Esse processo de remoção das proteínas e outros sedimentos em suspensão é chamado de afinamento ou clarificação (bem sugestivo, mas o nome não deriva das claras) e é nessa etapa também que o vinho passa por filtros sanitizantes, que impedem a reprodução das bactérias, antes de ser engarrafado.
Crédito: Wine Folly / Sou fã deles, quem sabe um dia não me patrocinem.
São necessárias cerca de 6 claras de ovo para se clarificar uma barrica com 225 litros. Levando em consideração o tamanho e quantidades de vinícolas, mundão a fora, imaginem o que não usavam de claras de ovos...
Mas e as gemas?

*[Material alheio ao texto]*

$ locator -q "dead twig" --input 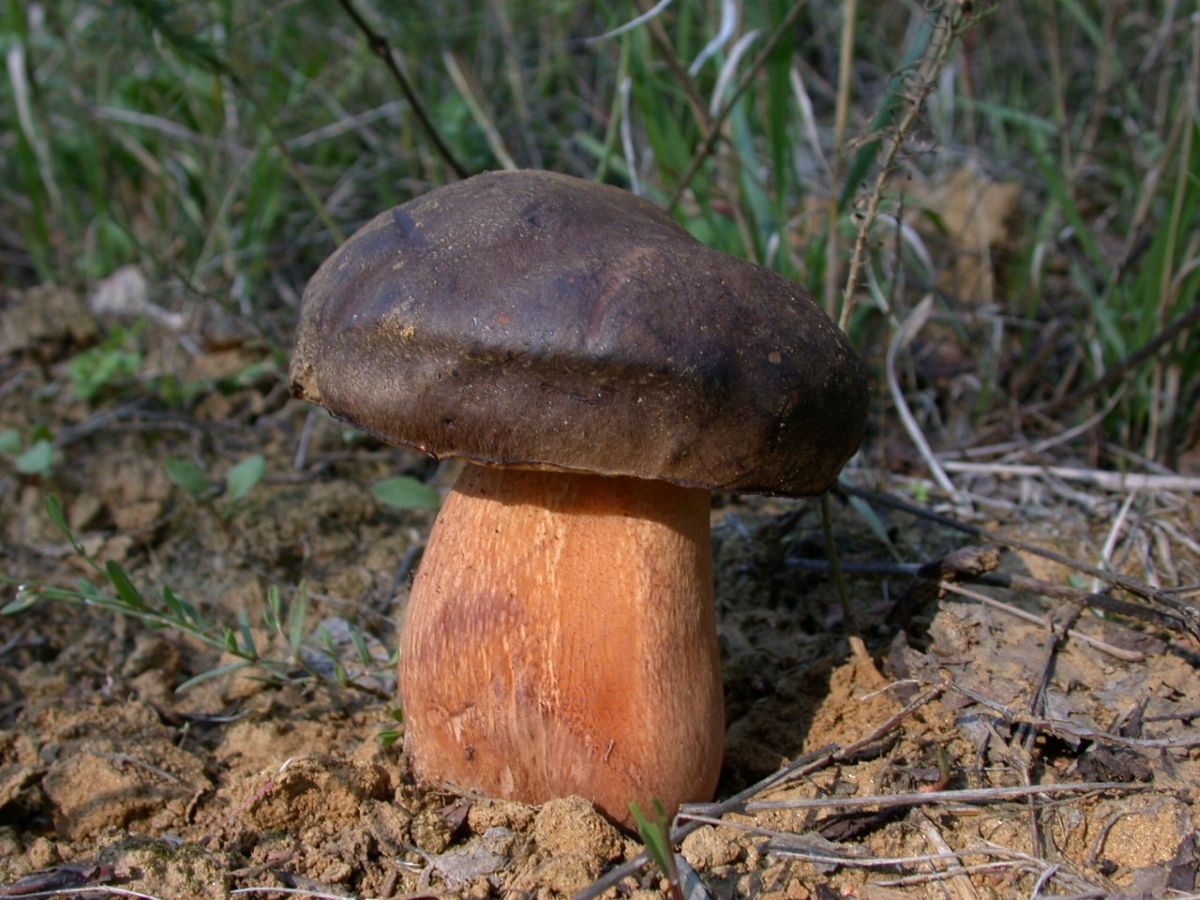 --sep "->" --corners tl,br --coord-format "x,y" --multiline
739,782 -> 1152,820
575,684 -> 946,900
941,460 -> 1200,493
949,680 -> 1200,750
937,581 -> 1146,662
337,0 -> 468,178
835,482 -> 1200,640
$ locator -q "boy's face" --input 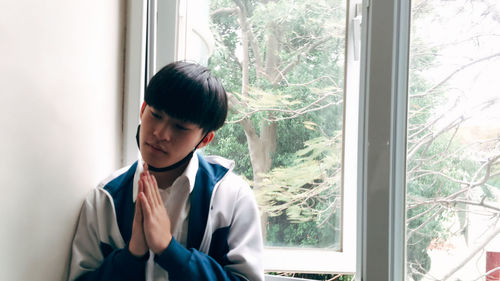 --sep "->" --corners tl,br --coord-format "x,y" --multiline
139,105 -> 214,168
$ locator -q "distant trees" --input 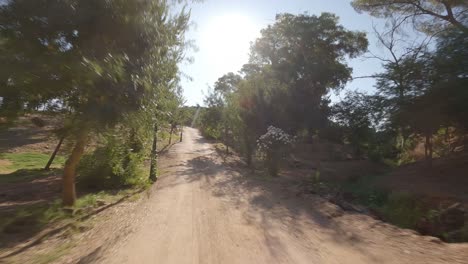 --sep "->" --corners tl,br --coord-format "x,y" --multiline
201,5 -> 468,174
0,0 -> 188,205
353,1 -> 468,163
202,13 -> 368,175
351,0 -> 468,33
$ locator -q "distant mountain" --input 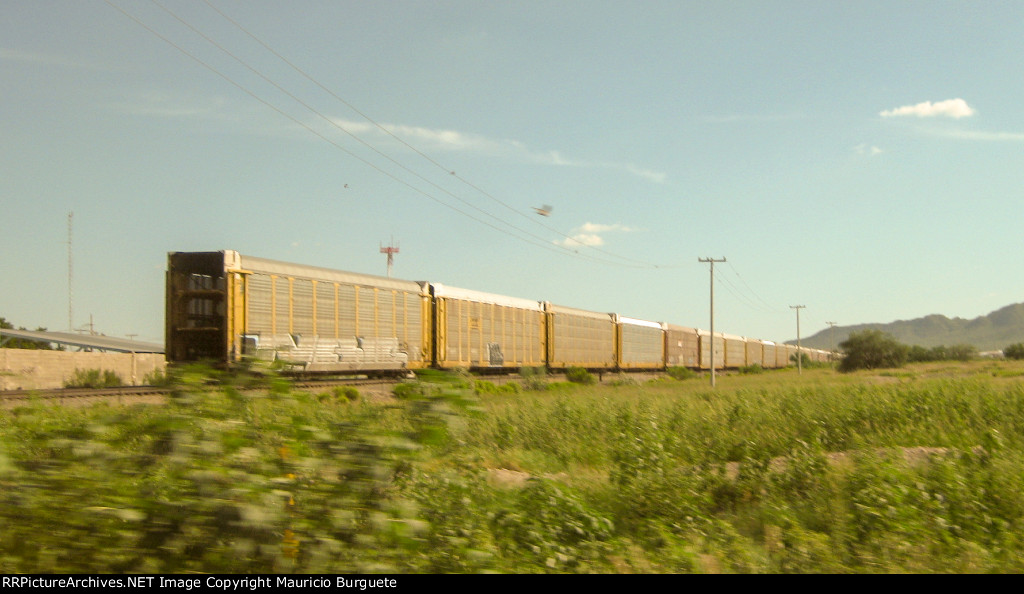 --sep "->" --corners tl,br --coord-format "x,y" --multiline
787,303 -> 1024,351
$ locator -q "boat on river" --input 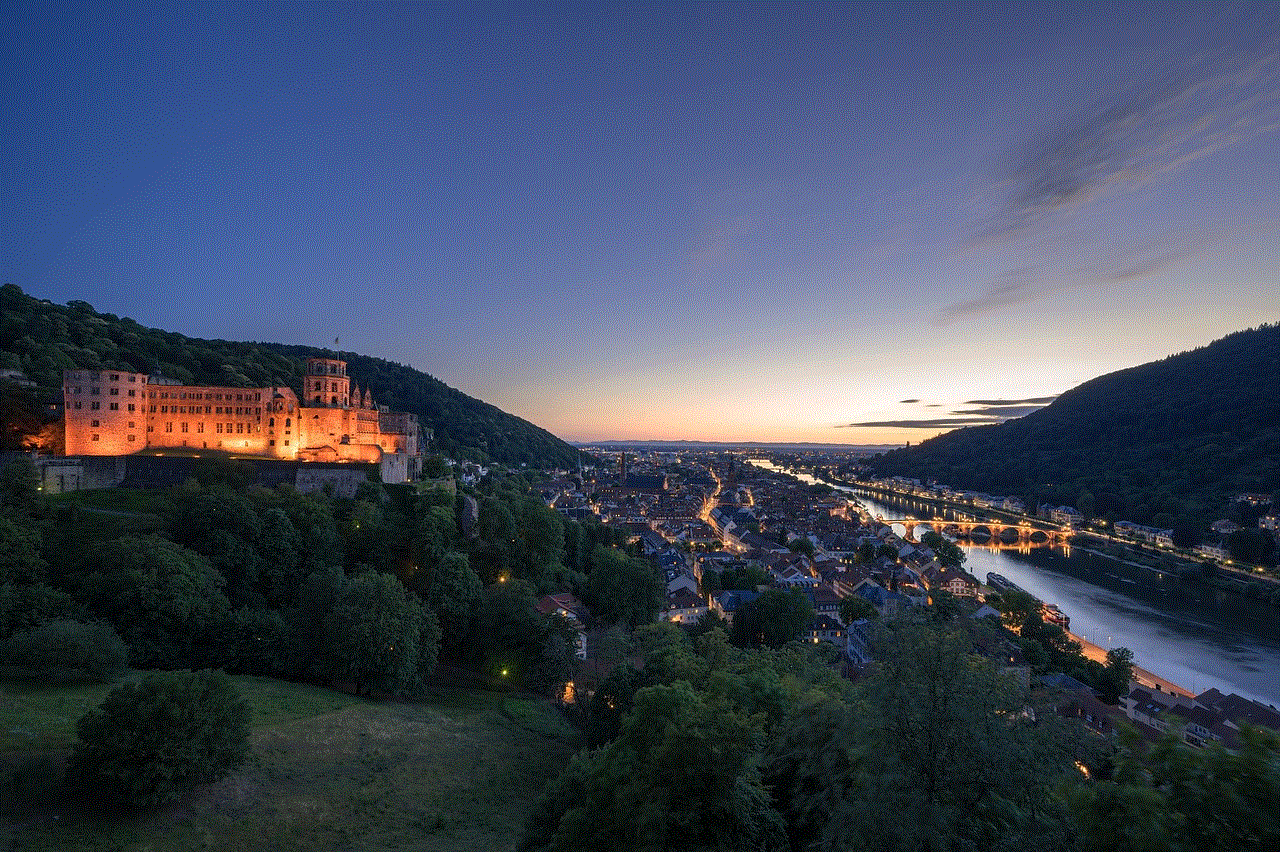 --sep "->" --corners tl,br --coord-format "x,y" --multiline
987,571 -> 1071,631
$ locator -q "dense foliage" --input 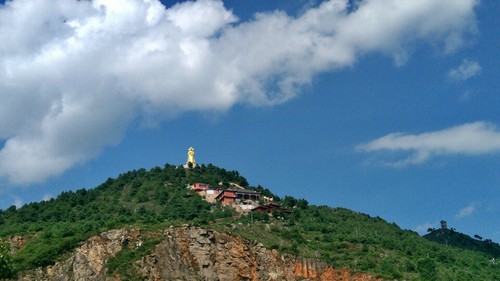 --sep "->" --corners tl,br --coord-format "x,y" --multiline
0,165 -> 500,280
423,228 -> 500,258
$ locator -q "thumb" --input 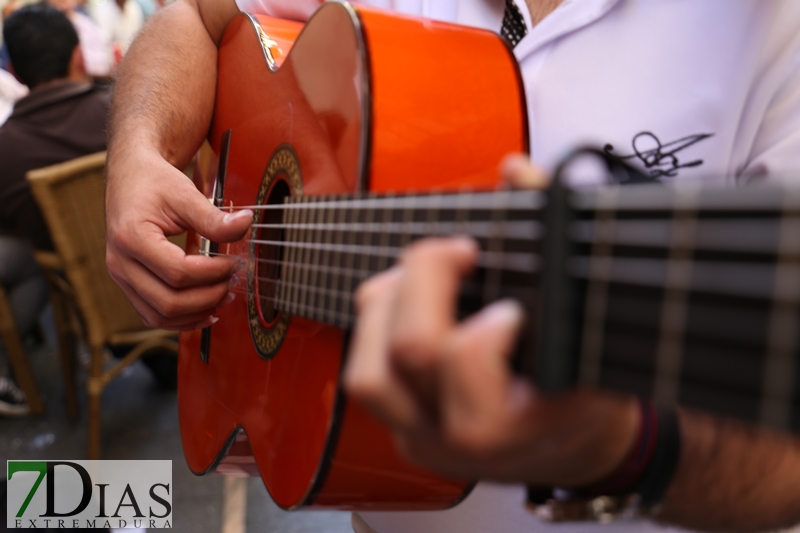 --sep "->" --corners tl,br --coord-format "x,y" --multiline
174,182 -> 253,242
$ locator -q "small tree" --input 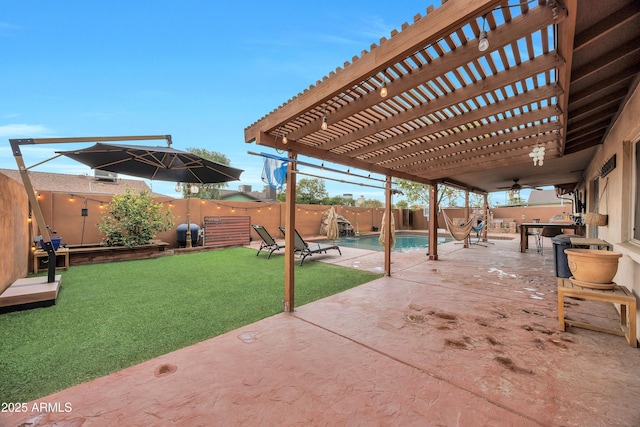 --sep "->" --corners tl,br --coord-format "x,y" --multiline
98,188 -> 173,247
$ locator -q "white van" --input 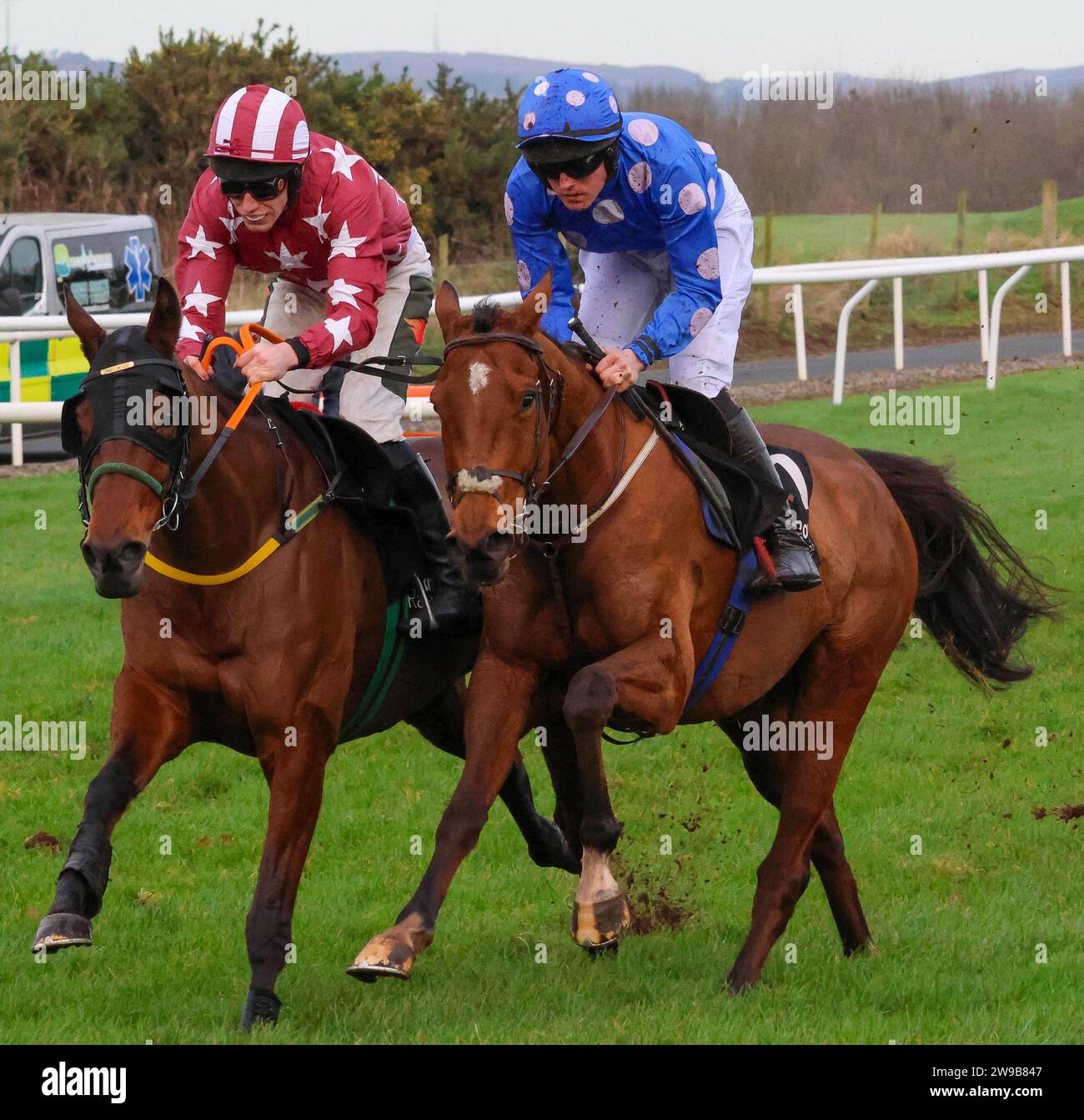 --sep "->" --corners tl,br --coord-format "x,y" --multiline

Ai que nossa conversa fica mais doce!
Os monges dos mosteiros católicos, utilizavam as claras de ovos para diversas funções além da produção de vinhos que utilizavam nas missas, como por exemplo engomar seus hábitos e túnicas e na produção da hóstia. Para não desperdiçarem as gemas desenvolveram muitas receitas de doces com elas, sendo as mais famosas aquelas que foram criadas em Portugal, como o pastel de nata, ovos moles, queijada e o doce Brisa-de-Lis que depois, na mão das escravas aqui no Brasil se tornou o nosso Quindim.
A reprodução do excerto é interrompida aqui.